Why: Provides stronger isolation for APIs like SharedArrayBuffer.
Example
context.Response.Headers["Cross-Origin-Embedder-Policy"] = "require-corp";
Putting It All Together: Middleware Example
Instead of adding headers one by one, you can centralize them into a custom middleware.

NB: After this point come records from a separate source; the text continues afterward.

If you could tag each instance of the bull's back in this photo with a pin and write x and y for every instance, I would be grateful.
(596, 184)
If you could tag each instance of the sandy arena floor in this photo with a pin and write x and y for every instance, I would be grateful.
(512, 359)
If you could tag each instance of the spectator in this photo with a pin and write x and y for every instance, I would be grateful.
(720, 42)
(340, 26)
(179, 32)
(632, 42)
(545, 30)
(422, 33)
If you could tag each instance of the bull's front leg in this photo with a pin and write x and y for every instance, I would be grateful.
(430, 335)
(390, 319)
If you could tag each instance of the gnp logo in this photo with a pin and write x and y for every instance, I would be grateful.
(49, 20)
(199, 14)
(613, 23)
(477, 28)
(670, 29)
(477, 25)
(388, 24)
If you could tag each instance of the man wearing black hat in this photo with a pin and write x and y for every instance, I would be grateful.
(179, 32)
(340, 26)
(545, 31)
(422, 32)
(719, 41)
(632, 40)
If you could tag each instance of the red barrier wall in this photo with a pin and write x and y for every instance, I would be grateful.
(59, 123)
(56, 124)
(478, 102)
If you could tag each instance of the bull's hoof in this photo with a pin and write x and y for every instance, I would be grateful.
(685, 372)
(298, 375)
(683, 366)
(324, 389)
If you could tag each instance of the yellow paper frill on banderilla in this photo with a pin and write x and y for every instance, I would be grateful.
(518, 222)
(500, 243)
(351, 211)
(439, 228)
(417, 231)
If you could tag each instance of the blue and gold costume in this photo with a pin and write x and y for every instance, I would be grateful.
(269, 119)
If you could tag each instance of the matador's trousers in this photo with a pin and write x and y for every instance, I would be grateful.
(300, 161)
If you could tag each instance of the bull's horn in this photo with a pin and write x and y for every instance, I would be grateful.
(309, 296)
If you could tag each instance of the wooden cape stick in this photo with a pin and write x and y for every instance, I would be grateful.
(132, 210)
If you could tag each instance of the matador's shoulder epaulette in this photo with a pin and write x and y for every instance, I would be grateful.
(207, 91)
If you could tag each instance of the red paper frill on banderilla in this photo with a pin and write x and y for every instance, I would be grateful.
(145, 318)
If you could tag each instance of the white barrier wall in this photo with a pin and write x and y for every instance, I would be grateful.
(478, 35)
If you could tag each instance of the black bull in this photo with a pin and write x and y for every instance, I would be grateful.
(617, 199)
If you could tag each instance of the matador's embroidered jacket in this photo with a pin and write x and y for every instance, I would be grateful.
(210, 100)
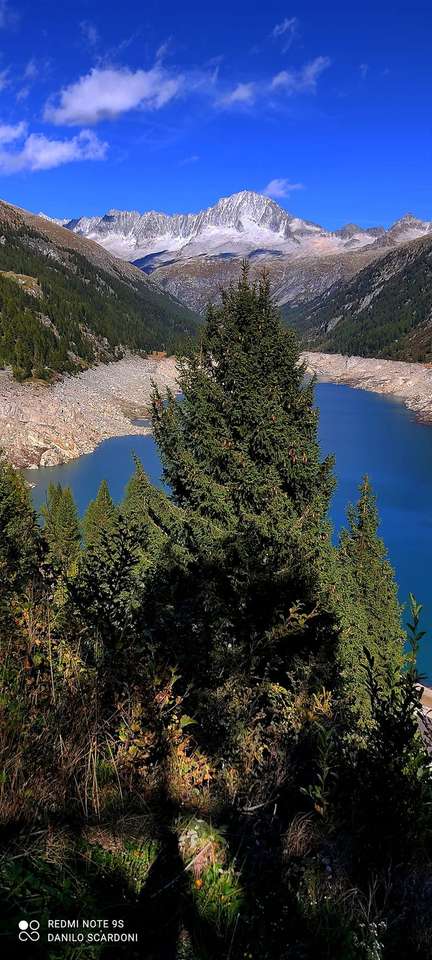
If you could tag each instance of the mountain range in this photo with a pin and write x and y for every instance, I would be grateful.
(66, 303)
(383, 311)
(191, 255)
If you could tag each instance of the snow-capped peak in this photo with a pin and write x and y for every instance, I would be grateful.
(246, 223)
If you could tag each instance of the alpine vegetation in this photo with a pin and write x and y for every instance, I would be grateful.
(208, 712)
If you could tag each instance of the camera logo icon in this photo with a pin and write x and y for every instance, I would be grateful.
(29, 930)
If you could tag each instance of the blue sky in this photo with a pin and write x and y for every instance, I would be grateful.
(170, 106)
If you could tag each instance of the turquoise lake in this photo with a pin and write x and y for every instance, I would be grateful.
(368, 433)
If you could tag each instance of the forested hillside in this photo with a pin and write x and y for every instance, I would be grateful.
(209, 721)
(384, 311)
(61, 309)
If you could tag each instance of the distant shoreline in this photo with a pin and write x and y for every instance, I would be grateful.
(44, 426)
(409, 382)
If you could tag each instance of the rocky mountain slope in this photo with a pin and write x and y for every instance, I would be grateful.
(191, 255)
(384, 311)
(65, 302)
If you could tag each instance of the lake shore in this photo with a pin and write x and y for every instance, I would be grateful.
(44, 425)
(47, 425)
(409, 382)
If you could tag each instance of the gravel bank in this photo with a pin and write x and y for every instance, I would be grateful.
(47, 425)
(409, 382)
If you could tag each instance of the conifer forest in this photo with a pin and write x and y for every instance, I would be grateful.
(211, 719)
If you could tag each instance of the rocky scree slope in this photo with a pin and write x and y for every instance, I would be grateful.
(384, 311)
(192, 255)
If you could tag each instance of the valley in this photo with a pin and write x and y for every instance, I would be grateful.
(45, 425)
(192, 255)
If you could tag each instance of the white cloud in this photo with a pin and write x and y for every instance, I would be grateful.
(31, 70)
(89, 32)
(303, 80)
(243, 94)
(192, 159)
(280, 187)
(107, 92)
(10, 132)
(286, 30)
(38, 152)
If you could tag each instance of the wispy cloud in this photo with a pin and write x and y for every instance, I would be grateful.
(90, 33)
(303, 80)
(10, 132)
(243, 94)
(285, 83)
(286, 30)
(38, 152)
(280, 187)
(35, 71)
(188, 160)
(106, 93)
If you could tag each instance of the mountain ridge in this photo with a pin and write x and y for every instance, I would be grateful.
(385, 310)
(237, 223)
(66, 303)
(193, 255)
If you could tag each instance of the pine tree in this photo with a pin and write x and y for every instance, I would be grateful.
(149, 513)
(100, 519)
(368, 602)
(62, 528)
(19, 533)
(241, 456)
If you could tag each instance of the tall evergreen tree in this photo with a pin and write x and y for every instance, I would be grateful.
(241, 456)
(150, 515)
(19, 533)
(61, 527)
(369, 608)
(100, 519)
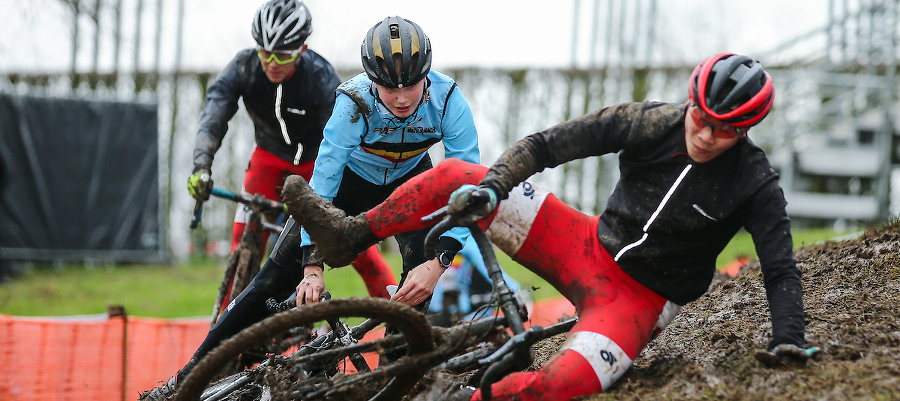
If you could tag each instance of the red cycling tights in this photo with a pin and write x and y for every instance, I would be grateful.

public class SecurityHeadersMiddleware
{
private readonly RequestDelegate _next;
public SecurityHeadersMiddleware(RequestDelegate next)
{
_next = next;
}
public async Task Invoke(HttpContext context)
{
var headers = context.Response.Headers;
headers["X-Content-Type-Options"] = "nosniff";
headers["X-Frame-Options"] = "SAMEORIGIN";
headers["Referrer-Policy"] = "strict-origin-when-cross-origin";
headers["Permissions-Policy"] = "geolocation=(), camera=(), microphone=()";
headers["Cross-Origin-Resource-Policy"] = "same-origin";
headers["Cross-Origin-Opener-Policy"] = "same-origin";
headers["Cross-Origin-Embedder-Policy"] = "require-corp";
headers["Content-Security-Policy"] =
"default-src 'self'; script-src 'self' 'unsafe-inline'; style-src 'self' 'unsafe-inline'";
await _next(context);
}
}
// Extension method
public static class SecurityHeadersMiddlewareExtensions
{
public static IApplicationBuilder UseSecurityHeaders(this IApplicationBuilder builder)
{
return builder.UseMiddleware<SecurityHeadersMiddleware>();
}
}
And in Program.cs:
var app = builder.Build();
// Apply security headers
app.UseSecurityHeaders();
app.Run();
Best Practices
Enable HSTS only in Production – avoid issues on localhost.
Test your CSP in Report-Only mode first to avoid breaking legitimate scripts.
Use libraries like NetEscapades.AspNetCore.SecurityHeaders for cleaner configuration.
Audit regularly with Mozilla Observatory and securityheaders.com.
Conclusion
By adding these security headers, you’ll significantly reduce the attack surface of your ASP.NET Core apps. They’re lightweight, easy to implement, and enforce critical protections directly in the browser.